FOM: Chow's lemma?
cxm7 at po.cwru.edu
Mon Nov 3 11:16:38 EST 1997
Hilbert and Brouwer both thought issues like Chow's lemma were
paradigms of foundational problems. Half of Brouwer's dissertation (titled
"On the foundations of mathematics") studies basic conceptions of space,
using variations of Brouwer's proof that 1- and 2-dimensional continuous
groups are analytic. Hilbert had earlier urged such foundations for geometry
(see his 1902 essay "On the foundations of geometry"). The work made Brouwer
internationally famous and won him Hilbert's respect.
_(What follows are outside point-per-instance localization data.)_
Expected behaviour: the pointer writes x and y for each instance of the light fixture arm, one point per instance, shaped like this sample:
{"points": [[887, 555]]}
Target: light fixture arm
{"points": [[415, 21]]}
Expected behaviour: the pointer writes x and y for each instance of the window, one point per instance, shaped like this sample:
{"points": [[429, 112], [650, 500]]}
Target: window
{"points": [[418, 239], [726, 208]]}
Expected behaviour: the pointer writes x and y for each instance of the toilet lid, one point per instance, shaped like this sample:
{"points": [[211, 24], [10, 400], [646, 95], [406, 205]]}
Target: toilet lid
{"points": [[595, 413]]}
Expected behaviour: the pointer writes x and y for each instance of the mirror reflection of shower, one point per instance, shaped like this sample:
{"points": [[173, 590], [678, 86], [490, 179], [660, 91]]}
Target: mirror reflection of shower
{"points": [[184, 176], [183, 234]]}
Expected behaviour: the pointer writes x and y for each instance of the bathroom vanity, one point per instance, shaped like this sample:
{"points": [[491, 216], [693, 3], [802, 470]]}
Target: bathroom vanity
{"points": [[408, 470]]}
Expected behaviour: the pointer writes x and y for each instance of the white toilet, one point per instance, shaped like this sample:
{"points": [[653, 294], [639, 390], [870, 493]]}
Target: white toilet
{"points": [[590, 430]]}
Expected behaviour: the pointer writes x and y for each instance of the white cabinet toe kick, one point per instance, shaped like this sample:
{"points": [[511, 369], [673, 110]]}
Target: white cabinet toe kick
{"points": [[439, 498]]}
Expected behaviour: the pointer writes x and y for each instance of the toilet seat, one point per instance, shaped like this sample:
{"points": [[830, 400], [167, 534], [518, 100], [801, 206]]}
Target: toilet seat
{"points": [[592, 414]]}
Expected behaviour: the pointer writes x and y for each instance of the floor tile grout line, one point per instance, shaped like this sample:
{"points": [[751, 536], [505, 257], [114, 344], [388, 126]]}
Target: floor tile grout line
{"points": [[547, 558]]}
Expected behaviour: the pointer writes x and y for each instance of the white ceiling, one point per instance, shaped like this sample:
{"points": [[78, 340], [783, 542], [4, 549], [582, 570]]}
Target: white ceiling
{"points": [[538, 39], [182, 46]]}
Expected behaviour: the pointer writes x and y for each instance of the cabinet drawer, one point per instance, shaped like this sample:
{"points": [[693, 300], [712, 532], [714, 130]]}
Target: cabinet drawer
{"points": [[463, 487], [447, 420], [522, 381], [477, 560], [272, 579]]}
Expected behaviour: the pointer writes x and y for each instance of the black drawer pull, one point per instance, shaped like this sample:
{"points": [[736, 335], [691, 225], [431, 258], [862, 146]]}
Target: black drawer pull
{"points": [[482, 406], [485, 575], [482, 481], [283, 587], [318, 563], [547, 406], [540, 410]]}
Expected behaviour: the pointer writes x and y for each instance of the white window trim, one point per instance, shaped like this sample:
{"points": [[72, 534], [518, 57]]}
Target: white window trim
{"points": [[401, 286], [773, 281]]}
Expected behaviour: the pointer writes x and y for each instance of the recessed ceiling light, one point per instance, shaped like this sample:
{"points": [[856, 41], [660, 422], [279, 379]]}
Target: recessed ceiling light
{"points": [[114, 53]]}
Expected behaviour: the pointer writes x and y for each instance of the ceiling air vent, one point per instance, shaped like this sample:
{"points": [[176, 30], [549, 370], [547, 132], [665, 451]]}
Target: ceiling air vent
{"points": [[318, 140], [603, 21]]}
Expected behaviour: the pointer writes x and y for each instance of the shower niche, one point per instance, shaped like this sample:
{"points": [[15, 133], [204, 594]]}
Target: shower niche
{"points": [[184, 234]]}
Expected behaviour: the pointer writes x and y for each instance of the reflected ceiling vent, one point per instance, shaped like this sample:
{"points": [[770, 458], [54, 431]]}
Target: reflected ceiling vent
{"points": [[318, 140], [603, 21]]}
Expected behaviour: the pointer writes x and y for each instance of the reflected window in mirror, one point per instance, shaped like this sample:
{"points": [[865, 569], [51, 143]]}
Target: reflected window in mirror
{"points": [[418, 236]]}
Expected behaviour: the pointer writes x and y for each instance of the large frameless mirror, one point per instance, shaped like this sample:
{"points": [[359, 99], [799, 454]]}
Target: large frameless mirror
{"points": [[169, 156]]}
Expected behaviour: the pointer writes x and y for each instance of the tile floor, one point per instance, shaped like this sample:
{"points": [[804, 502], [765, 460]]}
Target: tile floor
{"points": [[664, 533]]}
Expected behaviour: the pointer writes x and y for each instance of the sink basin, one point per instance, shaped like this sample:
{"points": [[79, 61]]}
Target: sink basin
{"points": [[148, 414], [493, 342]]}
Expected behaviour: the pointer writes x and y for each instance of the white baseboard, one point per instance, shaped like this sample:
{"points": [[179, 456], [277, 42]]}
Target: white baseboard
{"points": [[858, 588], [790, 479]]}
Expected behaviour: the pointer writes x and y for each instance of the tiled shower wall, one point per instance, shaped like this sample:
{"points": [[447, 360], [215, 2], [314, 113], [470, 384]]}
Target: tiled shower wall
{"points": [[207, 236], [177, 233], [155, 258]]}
I assume the
comparison to Chow's lemma is obvious.
If a man on the street had asked Brouwer or Hilbert in 1907 about a
weakened Koenig's lemma, both men would have thought it an excellent
question. But they also thought that relating spatiality to function theory
was crucial foundational thinking.
This is "foundations" in Steve's sense: it is unavoidable in any
"more-or-less systematic analysis of the most basic or fundamental" facts of
geometry. It deals with concepts "low in the heirarchy" in that you run into
them as soon as you think seriously about coordinate geometry in relation to
point-line geometry. In the case of Chow's lemma: as soon as you think
seriously about curves defined by polynomials. Indeed Descartes DID run up
against it in his GEOMETRY--though he was no closer to a clear statement of
Chow's lemma than Fermat was to a clear statement of the Matjesevich result.